Ementa: Direito constitucional e tributário. Ação cível originária. Obrigação tributária acessória. Imunidade recíproca. 1. Compete ao Supremo Tribunal Federal conhecer e julgar originariamente causas que envolvam a interpretação de normas relativas à imunidade tributária recíproca, em razão do potencial abalo ao pacto federativo. Precedentes. 2. A obrigação acessória decorre da legislação tributária (art. 113, § 2º, do Código Tributário Nacional). Esse termo não engloba apenas as leis, mas também “os tratados e as convenções internacionais, os decretos e as normas complementares que versem, no todo ou em parte, sobre tributos e relações jurídicas a eles pertinentes” (art. 96 do Código Tributário Nacional). 3. A imunidade tributária recíproca (art. 150, VI, a, da Constituição) impede que os entes públicos criem uns para os outros obrigações relacionadas à cobrança de impostos, mas não veda a imposição de obrigações acessórias. Precedentes. 4. O art. 9º, § 1º, do Código Tributário Nacional institui reserva legal para a definição das hipóteses de responsabilidade tributária e dos atos que os entes públicos deverão praticar na qualidade de responsáveis tributários. O dispositivo não afasta a possibilidade de obrigações acessórias serem impostas por atos normativos infralegais. 5. Não ofende o princípio da isonomia ou abala o pacto federativo norma que impõe a obrigação de apresentação de declaração de débitos e créditos de tributos federais aos Estados, aos Municípios e ao Distrito Federal, mas não a estende aos órgãos da própria União. 6. Pedido que se julga improcedente.
(ACO 1098, Relator(a): ROBERTO BARROSO, Tribunal Pleno, julgado em 11/05/2020, ACÓRDÃO ELETRÔNICO DJe-135 DIVULG 29-05-2020 PUBLIC 01-06-2020)
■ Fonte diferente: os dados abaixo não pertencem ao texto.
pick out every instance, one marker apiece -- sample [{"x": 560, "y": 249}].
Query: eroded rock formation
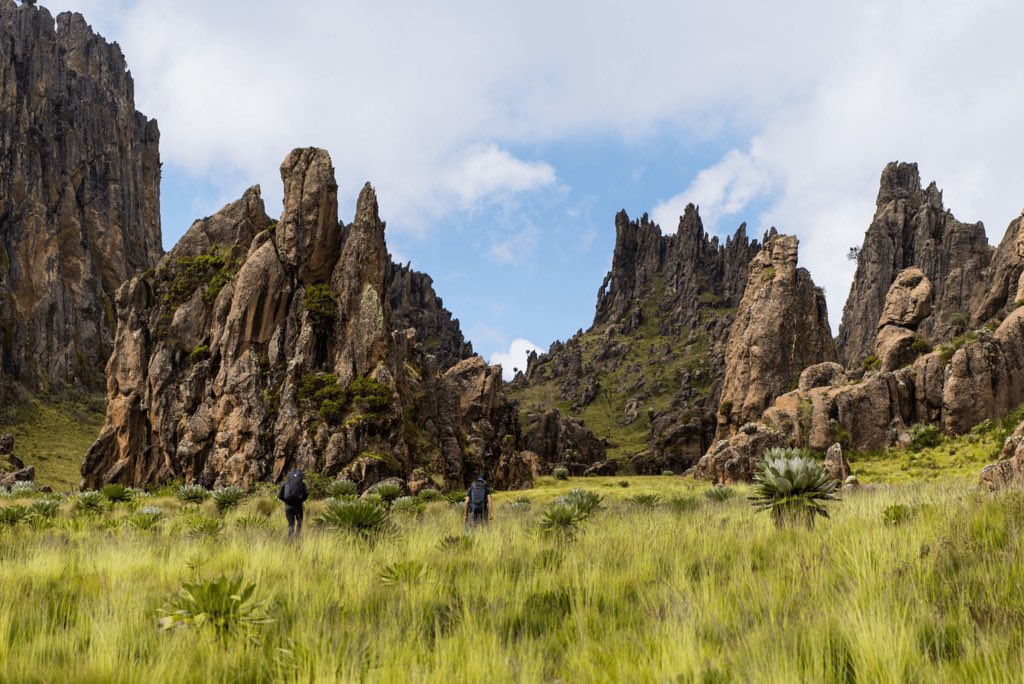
[
  {"x": 256, "y": 346},
  {"x": 912, "y": 228},
  {"x": 780, "y": 329},
  {"x": 907, "y": 304},
  {"x": 79, "y": 196},
  {"x": 1009, "y": 470},
  {"x": 654, "y": 355},
  {"x": 955, "y": 389}
]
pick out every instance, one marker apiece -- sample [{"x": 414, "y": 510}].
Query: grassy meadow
[{"x": 920, "y": 583}]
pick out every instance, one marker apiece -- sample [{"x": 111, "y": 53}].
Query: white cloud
[
  {"x": 483, "y": 172},
  {"x": 427, "y": 99},
  {"x": 936, "y": 84},
  {"x": 515, "y": 247},
  {"x": 514, "y": 357},
  {"x": 720, "y": 190}
]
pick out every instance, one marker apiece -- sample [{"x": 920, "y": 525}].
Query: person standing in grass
[
  {"x": 478, "y": 503},
  {"x": 294, "y": 493}
]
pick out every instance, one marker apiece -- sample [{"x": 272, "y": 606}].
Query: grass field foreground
[{"x": 919, "y": 584}]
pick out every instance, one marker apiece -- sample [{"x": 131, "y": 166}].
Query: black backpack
[
  {"x": 477, "y": 497},
  {"x": 293, "y": 490}
]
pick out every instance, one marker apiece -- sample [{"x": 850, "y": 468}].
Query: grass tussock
[{"x": 901, "y": 584}]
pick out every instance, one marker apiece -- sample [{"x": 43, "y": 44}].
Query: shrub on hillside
[
  {"x": 116, "y": 493},
  {"x": 361, "y": 518},
  {"x": 645, "y": 500},
  {"x": 90, "y": 503},
  {"x": 227, "y": 498},
  {"x": 341, "y": 487},
  {"x": 388, "y": 492},
  {"x": 225, "y": 605},
  {"x": 193, "y": 494},
  {"x": 46, "y": 508},
  {"x": 11, "y": 515},
  {"x": 925, "y": 435},
  {"x": 720, "y": 494},
  {"x": 585, "y": 501},
  {"x": 560, "y": 520}
]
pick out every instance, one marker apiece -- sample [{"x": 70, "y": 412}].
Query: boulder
[
  {"x": 781, "y": 328},
  {"x": 603, "y": 468},
  {"x": 23, "y": 475},
  {"x": 908, "y": 301},
  {"x": 736, "y": 459},
  {"x": 827, "y": 374},
  {"x": 912, "y": 229},
  {"x": 837, "y": 464},
  {"x": 555, "y": 437},
  {"x": 893, "y": 346},
  {"x": 516, "y": 470},
  {"x": 1009, "y": 470},
  {"x": 366, "y": 484},
  {"x": 79, "y": 196}
]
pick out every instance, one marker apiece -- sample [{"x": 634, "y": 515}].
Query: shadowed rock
[{"x": 79, "y": 196}]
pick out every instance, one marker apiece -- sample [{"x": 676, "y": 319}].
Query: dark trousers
[
  {"x": 294, "y": 515},
  {"x": 478, "y": 517}
]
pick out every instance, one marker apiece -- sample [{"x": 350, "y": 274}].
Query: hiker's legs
[{"x": 290, "y": 514}]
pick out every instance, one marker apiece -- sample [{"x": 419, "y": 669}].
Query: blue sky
[{"x": 503, "y": 137}]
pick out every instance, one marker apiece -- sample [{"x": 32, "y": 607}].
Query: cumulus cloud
[
  {"x": 482, "y": 172},
  {"x": 429, "y": 99},
  {"x": 514, "y": 357},
  {"x": 720, "y": 190}
]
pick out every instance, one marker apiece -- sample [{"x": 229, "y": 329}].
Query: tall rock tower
[{"x": 79, "y": 196}]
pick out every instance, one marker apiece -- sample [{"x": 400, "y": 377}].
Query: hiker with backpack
[
  {"x": 294, "y": 493},
  {"x": 478, "y": 503}
]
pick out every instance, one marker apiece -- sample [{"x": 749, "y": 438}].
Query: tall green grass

Comentários do Julgado pelo Dizer o Direito

Imunidade tributária recíproca
A CF/88, em seu art. 150, VI, “a”, prevê a chamada imunidade tributária recíproca. Isso significa que a União, os Estados, o Distrito Federal e os Municípios não podem cobrar impostos sobre o patrimônio, a renda ou os serviços, uns dos outros. Vejamos a redação do dispositivo constitucional:

Art. 150. Sem prejuízo de outras garantias asseguradas ao contribuinte, é vedado à União, aos Estados, ao Distrito Federal e aos Municípios:
(...)
VI -...  [continuar lendo]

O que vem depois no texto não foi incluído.